Even Amazon hopped on the censorship bandwagon and refused to publish a booklet by author and former NYT writer Alex Berenson, titled Unreported Truths about COVID-19 and Lockdowns: Part 1: Introduction and Death Counts and Estimates. After significant and bipartisan backlash, including from Elon Musk, Amazon published the booklet. It is now #8 on Amazon Charts’ Most Sold list for Nonfiction.
We must ask some key questions: what right has Google (or any of these supposedly neutral platforms) to police the stories news media sites may run, or what opinions may be posted, or what discussions may be had? Moreover, why is The Federalist held accountable for its users’ posts when Google itself has legal protection from any such accountability?
Big tech companies must be held accountable for their decisions to censor or suspend their users.
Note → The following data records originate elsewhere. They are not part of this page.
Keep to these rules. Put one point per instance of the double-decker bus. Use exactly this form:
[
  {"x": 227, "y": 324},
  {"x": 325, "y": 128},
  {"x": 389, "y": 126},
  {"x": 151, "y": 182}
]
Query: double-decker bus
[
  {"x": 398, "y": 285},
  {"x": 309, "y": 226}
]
But true neutrality must also be the ultimate goal to allow for open communications. Section 230 cannot simply be removed; that will only embolden each platform to greater censorship. Rather, the exemption must be replaced to make the protection from liability entirely conditional on true neutrality, and that neutrality must be clearly defined in order to properly enforce the law.
Replacing Section 230 is a necessary first step to curb the power of big tech companies. But we should reflect on our own history also, to an era strikingly similar to this one: the Progressive Era. When faced with new and rapidly changing technologies, powerless and exploited workers, record-high immigration, and abusive monopolies, Teddy Roosevelt famously broke up the trusts he feared would result in a destructive and violent uprising in the U.S. According to a recent Vox poll, two-thirds of Americans across the political spectrum support breaking up the big tech companies.
There is no time now for equivocation. Big tech companies should not have the power to censor citizens, control our political action, or dictate social practices. If they continue to use their monopoly power to manipulate our democracy, Congress must act to require neutrality or to break them up.